Abstract
The relative importance index (RII) method for determining appropriate target species for dynamic adaptive chemistry (DAC) simulations using the directed relation graph with error propagation (DRGEP) method is developed. The adequacy and effectiveness of this RII method is validated for two fuels: n-heptane and isopentanol, representatives of a ground transportation fuel component and bio-alcohol, respectively.
The conventional method of DRGEP target species selection involves picking an unchanging (static) set of target species based on the combustion processes of interest; however, these static target species may not remain important throughout the entire combustion simulation, adversely affecting the accuracy of the method. In particular, this behavior may significantly reduce the accuracy of the DRGEP-based DAC approach in complex multidimensional simulations where the encountered combustion conditions cannot be known a priori with high certainty. Moreover, testing multiple sets of static target species to ensure the accuracy of the method is generally computationally prohibitive. Instead, the RII method determines appropriate DRGEP target species solely from the local thermo-chemical state of the simulation, ensuring that accuracy will be maintained. Further, the RII method reduces the expertise required of users to select DRGEP target species sets appropriate to the combustion phenomena under consideration.

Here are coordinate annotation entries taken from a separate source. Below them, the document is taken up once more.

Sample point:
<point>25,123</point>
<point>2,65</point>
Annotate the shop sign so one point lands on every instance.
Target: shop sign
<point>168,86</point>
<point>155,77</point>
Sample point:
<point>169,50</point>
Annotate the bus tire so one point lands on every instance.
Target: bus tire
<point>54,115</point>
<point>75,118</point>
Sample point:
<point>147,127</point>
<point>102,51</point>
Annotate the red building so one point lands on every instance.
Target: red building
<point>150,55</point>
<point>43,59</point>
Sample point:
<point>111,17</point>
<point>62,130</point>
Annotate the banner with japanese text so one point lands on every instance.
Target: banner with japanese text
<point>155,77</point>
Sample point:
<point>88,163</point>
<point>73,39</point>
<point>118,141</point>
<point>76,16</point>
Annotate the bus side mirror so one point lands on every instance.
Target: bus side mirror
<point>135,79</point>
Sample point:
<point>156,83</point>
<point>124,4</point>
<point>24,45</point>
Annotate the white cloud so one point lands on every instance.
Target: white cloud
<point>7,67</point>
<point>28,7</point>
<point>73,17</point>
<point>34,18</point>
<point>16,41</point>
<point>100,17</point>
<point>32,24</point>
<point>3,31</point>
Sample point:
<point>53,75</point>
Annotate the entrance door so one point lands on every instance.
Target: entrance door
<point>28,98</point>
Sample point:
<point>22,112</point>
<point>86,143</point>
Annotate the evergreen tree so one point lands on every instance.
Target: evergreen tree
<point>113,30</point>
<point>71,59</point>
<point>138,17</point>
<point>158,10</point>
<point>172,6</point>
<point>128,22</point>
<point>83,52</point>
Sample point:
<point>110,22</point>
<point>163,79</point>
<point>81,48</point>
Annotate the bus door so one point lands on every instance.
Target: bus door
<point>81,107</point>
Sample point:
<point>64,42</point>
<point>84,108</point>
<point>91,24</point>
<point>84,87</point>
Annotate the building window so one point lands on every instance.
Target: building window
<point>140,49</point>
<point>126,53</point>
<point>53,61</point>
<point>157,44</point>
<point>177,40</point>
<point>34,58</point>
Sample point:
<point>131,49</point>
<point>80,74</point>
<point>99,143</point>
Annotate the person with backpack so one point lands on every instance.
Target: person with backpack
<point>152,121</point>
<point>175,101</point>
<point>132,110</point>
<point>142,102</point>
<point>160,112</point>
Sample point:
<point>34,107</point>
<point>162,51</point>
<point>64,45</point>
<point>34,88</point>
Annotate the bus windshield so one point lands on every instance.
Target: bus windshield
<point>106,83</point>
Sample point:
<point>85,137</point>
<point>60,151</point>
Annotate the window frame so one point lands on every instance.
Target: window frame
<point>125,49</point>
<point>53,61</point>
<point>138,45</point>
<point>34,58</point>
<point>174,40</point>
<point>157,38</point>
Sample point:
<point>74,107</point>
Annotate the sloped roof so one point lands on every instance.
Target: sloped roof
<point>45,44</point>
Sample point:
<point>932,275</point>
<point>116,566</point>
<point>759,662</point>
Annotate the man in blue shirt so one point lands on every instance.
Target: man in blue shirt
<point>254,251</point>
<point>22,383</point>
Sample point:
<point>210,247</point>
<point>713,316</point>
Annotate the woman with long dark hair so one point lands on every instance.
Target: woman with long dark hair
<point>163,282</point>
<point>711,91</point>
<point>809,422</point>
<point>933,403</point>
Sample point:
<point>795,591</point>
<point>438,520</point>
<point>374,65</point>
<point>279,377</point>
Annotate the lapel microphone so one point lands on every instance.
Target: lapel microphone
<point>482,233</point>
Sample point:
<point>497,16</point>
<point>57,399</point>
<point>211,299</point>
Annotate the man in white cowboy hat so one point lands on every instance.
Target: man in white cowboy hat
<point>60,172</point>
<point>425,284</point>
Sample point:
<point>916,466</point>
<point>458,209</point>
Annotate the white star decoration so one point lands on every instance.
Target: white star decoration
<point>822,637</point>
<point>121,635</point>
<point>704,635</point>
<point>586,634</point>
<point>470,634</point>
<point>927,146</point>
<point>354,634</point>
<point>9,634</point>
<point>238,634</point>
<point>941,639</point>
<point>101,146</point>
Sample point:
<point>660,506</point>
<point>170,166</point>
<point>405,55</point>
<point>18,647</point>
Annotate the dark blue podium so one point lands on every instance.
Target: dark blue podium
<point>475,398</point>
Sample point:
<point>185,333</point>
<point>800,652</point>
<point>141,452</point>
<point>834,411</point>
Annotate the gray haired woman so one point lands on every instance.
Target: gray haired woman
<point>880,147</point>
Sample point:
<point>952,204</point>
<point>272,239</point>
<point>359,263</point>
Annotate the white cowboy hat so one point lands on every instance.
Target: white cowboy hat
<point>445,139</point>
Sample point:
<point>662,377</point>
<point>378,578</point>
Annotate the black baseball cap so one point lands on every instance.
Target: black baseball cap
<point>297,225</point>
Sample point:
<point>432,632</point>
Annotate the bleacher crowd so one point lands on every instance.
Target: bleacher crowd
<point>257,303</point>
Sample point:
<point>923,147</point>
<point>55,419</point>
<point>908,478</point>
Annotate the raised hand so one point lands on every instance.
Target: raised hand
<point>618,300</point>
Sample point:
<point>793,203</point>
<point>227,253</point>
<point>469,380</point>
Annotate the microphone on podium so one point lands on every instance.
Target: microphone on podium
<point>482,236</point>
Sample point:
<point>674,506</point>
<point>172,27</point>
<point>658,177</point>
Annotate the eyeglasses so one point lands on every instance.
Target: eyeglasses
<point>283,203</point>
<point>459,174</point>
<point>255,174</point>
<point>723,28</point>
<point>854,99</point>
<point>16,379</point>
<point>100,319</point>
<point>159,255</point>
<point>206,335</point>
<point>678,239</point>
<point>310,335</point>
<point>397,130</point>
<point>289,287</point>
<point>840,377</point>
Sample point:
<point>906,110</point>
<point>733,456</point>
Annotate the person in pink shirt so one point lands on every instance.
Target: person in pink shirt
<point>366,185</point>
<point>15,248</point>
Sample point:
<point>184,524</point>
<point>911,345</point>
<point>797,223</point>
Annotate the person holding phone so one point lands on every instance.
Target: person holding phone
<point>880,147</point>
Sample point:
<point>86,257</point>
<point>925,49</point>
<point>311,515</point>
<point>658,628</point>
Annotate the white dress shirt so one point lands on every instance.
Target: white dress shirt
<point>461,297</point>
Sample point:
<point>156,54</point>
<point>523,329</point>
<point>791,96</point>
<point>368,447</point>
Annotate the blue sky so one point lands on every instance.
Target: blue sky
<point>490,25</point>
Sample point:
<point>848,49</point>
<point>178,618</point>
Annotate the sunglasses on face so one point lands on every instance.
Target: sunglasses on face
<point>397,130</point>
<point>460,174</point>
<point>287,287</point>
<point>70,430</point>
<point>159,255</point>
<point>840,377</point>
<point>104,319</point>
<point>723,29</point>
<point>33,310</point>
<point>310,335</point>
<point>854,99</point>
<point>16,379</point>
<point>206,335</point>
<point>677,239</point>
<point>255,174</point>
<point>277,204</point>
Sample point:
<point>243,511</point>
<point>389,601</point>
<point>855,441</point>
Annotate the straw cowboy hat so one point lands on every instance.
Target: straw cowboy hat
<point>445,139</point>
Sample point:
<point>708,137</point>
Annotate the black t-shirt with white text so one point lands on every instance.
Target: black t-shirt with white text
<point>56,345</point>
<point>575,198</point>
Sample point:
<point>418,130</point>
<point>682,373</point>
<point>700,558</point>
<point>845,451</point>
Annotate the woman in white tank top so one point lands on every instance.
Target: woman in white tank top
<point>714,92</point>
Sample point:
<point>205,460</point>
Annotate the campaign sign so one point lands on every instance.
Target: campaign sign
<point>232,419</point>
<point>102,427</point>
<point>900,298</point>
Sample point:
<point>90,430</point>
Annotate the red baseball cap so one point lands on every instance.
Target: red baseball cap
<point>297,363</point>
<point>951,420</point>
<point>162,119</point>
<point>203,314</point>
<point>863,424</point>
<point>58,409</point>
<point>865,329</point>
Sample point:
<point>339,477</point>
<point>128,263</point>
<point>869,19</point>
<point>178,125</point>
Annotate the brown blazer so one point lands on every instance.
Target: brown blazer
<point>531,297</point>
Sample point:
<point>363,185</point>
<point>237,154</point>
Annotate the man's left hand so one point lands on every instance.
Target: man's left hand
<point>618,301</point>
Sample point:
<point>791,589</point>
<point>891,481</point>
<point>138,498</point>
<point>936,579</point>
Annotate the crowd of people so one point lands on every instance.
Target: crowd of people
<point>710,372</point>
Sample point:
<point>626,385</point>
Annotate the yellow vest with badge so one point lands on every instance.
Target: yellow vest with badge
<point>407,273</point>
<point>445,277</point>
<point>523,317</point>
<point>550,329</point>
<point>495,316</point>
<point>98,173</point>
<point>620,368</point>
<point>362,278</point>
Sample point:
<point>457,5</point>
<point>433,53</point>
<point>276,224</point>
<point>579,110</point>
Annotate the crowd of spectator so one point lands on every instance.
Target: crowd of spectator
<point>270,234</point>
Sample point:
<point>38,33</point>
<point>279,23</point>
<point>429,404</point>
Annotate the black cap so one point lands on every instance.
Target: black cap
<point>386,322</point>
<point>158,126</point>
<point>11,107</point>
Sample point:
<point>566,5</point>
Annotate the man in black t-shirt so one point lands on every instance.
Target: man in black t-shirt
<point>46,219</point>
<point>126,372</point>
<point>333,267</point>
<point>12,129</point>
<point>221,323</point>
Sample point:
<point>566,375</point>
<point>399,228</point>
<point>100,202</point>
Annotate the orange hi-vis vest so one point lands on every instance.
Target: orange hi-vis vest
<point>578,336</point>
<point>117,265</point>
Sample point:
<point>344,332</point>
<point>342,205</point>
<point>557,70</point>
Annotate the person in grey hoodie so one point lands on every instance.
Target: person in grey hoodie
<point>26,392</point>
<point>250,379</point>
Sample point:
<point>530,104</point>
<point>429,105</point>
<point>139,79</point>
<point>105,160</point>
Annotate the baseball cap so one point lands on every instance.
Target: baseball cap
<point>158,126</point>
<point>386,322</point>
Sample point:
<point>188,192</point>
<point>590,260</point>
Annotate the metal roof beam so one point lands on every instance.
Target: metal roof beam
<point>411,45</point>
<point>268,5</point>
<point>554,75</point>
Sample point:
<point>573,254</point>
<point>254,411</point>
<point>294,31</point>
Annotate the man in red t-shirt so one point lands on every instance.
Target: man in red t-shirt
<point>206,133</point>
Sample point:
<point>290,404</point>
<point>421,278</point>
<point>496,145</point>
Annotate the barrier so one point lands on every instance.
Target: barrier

Constant volume autoignition simulations run over a wide range of initial conditions using detailed reaction mechanisms for n-heptane and isopentanol show that the RII method is able to maintain accuracy even when traditional static target species sets fail, and are even more accurate than expert-selected target species sets. Additionally, the accuracy and efficiency of the RII method are compared to those of static target species sets in single-cell engine simulations under homogeneous charge compression ignition conditions. For simulations using more stringent DRGEP thresholds, the RII method performs similarly to that of the static target species sets. With a larger DRGEP threshold, the RII method is significantly more accurate than the static target species sets without imposing significant computational overhead.
Furthermore, the applicability of the RII method to a DRG-based DAC scheme is discussed.